You appreciate that I’m a big fan of sharing. On my hard disk, I have presentations going back to 1991 (when the company was still using GML), which presumably some day will be gone to the company. Of course, not all of that content is equally valuable, so there’s the human judgement about which situations will benefit by apply archived knowledge (some as wisdom, much as junk).
In checking my files, I was bemused that my source files are still readable. Before the rise of industry standards and open source, that wasn’t necessarily a sure thing. We were using GML in those days: http://en.wikipedia.org/wiki/IBM_Generalized_Markup_Language .

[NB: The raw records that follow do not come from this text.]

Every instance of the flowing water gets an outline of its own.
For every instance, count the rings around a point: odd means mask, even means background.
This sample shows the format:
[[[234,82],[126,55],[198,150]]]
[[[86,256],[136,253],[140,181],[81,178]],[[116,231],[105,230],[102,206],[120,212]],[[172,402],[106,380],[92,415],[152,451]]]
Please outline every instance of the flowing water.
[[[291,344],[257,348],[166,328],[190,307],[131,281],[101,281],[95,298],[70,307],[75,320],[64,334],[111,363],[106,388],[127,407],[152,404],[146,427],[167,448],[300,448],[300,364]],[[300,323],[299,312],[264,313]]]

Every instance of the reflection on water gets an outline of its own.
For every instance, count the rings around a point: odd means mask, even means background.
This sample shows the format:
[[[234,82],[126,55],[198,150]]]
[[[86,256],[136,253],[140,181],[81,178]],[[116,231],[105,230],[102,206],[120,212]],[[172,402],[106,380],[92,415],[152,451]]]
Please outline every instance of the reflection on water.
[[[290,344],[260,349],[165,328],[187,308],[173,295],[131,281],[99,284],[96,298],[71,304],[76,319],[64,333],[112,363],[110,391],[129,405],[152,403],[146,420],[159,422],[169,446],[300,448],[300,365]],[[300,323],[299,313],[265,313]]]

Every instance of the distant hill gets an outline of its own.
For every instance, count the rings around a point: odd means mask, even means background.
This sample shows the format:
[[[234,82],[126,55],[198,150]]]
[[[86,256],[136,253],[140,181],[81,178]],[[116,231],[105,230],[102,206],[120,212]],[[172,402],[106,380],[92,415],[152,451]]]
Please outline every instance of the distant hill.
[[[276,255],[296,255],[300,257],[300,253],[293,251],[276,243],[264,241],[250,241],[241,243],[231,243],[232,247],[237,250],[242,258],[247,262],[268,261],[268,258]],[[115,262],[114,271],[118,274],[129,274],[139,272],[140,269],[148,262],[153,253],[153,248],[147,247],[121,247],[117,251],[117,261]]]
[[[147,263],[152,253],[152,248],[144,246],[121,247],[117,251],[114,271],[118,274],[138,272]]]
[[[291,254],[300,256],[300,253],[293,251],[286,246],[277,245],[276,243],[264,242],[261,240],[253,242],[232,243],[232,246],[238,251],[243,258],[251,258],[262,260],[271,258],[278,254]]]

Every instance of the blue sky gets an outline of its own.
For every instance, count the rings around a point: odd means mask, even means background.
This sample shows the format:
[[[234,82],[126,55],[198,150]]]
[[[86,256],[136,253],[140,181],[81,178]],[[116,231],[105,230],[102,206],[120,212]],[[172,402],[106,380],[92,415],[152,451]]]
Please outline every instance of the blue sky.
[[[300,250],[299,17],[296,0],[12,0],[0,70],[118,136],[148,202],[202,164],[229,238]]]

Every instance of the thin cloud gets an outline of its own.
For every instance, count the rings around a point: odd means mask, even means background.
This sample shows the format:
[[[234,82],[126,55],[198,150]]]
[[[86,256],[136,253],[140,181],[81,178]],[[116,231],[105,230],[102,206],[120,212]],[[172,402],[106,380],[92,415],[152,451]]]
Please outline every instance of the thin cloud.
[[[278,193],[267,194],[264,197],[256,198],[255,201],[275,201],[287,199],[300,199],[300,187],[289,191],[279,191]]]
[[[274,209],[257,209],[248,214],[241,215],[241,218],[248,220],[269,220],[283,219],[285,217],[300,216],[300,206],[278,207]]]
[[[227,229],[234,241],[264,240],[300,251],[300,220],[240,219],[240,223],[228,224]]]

Luis, how’s it going – have you reduced your inbox by 100% yet?! Do keep us updated at All about the Idea and tell us what you think should be voted the greatest idea of all time in our Idea Awards. Great to follow your work. Jo
Luiz,
Great post and knowledge stream about email. For those interested, the first use of the phrase “Email is where knowledge goes to die.” was also a presentation I gave to the Australian Computing Society in 1999. I think the first blog post that included this quote is here –
http://bfrench.info/public/item/5994
Hi Bill, thanks a lot for dropping by and for the wonderful comments / additions! It’s greatly appreciated to have such comments to add context on when such an insightful quote came about, long long long before Web 2.0 entered mainstream, not to mention Enterprise 2.0.
It surely shows how far back email has been having issues as a successful knowledge transfer and collaborative tool and your comments and quote surely helps puts things in perspective. In a number of different blog posts I have been referencing this quote as well and referencing the link you mentioned above, so it certainly helps close the circle quite nicely!
Many many thanks for that and for the inspiration! 🙂
Luis,
Yep, email has been a big problem for decades and have you noticed there’s been very little progress? 😉
Knowledge curation is a more modern way to think about how organizations can avoid corporate amnesia, but few seem willing to invest in these ideas with a bottom-up strategic level approach.
I also wrote a little bit about it here – http://bit.ly/94fctT
Having spent 15 years bitching about email, I’ve come to the realization that it’s not likely to change. Tools such as Gist tend to improve the usefulness of existing SMTP-based content but it still feels a bit disjointed. More – http://bit.ly/dfmPnr
What’s next?
Certainly not Wave. 😉 I was wrong about Wave – I thought it would profoundly change how we use email (or at least use it less). But the timing and a few other critical elements were not present – mobile apps and lack of Gmail integration are the key reasons it never caught on.
Wave came out at about the same time the globe started to adopt an app-centric model for communications. In the tsunami of mobile apps for “just about everything”, SMTP will continue to be used as a transport protocol, but mobile apps will tend to mitigate the use of email clients and arbitrate on our behalf to provide more effective use of information.
The future of communications and knowledge management is already in the palm of your hand – the only thing remaining – mature apps that form a cloud-based grid of information persistence. We can see examples of this pattern emerging already.